Katholiken und Protestanten beten in der Friedhofskirche - Weitere gemeinsame Veranstaltungen
Ökumenischer Kreuzweg

Grafenwöhr. (rgr) In Jerusalem hielt man beim Kreuzweg anfangs nur an zwei Stationen inne: bei der Verurteilung beim Haus des Pilatus und bei der Kreuzigung bei Golgota.

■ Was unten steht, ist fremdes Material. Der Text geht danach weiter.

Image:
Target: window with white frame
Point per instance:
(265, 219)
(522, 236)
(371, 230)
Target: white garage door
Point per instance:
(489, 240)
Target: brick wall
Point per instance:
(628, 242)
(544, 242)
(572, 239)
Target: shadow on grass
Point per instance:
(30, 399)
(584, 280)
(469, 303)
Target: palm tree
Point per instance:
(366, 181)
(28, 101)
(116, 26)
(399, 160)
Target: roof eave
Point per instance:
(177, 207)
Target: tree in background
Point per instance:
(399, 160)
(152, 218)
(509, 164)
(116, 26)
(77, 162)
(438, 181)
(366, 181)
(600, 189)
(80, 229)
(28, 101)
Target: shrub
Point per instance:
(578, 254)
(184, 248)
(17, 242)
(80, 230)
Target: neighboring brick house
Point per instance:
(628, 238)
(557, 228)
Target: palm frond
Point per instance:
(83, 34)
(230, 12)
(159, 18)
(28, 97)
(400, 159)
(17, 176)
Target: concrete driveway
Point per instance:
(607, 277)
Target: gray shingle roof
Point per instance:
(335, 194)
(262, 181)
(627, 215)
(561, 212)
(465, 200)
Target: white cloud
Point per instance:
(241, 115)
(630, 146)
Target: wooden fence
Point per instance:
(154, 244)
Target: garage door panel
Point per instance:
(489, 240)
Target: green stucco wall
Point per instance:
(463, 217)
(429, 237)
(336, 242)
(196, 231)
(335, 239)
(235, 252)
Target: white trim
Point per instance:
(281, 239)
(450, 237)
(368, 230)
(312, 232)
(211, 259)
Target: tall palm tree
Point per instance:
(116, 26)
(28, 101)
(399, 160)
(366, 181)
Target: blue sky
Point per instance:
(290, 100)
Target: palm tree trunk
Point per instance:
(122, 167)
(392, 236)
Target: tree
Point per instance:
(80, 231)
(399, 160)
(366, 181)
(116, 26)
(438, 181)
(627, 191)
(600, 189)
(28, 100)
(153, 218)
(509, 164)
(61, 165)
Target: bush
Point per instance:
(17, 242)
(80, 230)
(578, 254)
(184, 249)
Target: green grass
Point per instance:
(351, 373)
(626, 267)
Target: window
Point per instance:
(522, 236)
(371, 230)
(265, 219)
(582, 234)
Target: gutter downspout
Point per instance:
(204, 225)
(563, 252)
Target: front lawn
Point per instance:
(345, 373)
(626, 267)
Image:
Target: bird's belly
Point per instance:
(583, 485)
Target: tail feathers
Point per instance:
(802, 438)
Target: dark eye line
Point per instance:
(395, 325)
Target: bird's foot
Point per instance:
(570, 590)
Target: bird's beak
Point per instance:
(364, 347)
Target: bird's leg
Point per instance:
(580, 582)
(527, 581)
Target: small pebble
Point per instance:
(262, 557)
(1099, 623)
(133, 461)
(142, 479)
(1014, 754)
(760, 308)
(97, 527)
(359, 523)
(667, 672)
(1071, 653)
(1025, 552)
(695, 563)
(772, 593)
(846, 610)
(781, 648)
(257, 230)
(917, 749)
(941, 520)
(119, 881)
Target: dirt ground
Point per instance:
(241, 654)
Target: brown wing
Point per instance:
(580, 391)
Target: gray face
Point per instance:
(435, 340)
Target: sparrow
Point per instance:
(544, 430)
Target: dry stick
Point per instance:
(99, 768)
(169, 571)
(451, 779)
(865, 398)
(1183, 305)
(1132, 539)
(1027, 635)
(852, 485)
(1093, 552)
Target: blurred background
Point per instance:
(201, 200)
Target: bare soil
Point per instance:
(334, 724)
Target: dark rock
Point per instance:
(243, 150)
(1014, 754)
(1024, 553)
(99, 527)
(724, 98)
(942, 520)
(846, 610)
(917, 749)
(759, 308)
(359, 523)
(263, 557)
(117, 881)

Nach und nach entstanden weitere Stationen, an denen der biblischen und durch die Tradition überlieferten Stationen Jesu auf diesem Weg gedacht wurde. Im 14. Jahrhundert fanden in Jerusalem unter der Führung der Franziskaner Prozessionen auf dem Leidensweg Christi für Pilger statt.

Seit der Zeit um 1600 wurden Kreuzwege mit vierzehn bebilderten Stationen errichtet. Sie zeigten den Weg Jesu von der Verurteilung durch Pontius Pilatus bis zur Kreuzigung und Grablegung. In Grafenwöhr wird seit einigen Jahren ein ökumenischer Kreuzweg gebetet. Heuer findet dieser am Freitag, 27. März, um 19 Uhr in der Friedhofskirche statt. Die Vorbereitung und Durchführung liegt beim Arbeitskreis "Ökumene".

Im vergangenen Jahr legten die Teilnehmer ein Kreuz mit Fußabdrücken und Steinen, die versinnbildlich sollten, dass jeder von uns sein Kreuz zu tragen hat. Der Arbeitskreis Ökumene unternimmt auch seit einiger Zeit, gemeinsame Ausflüge. Am Maifeiertag wird das Ziel das Freilichtmuseum Mödlareuth sein.

Infos erteilen das Katholische Pfarramt (Telefon: 09641/2239), das evangelische Pfarramt (09641/2218) und Doris Bernhardt vom Arbeitskreis "Ökumene" (Telefon: 09641/3240). Willkommen sind zu den Veranstaltungen Teilnehmer aus dem gesamten Vierstädtedreieck.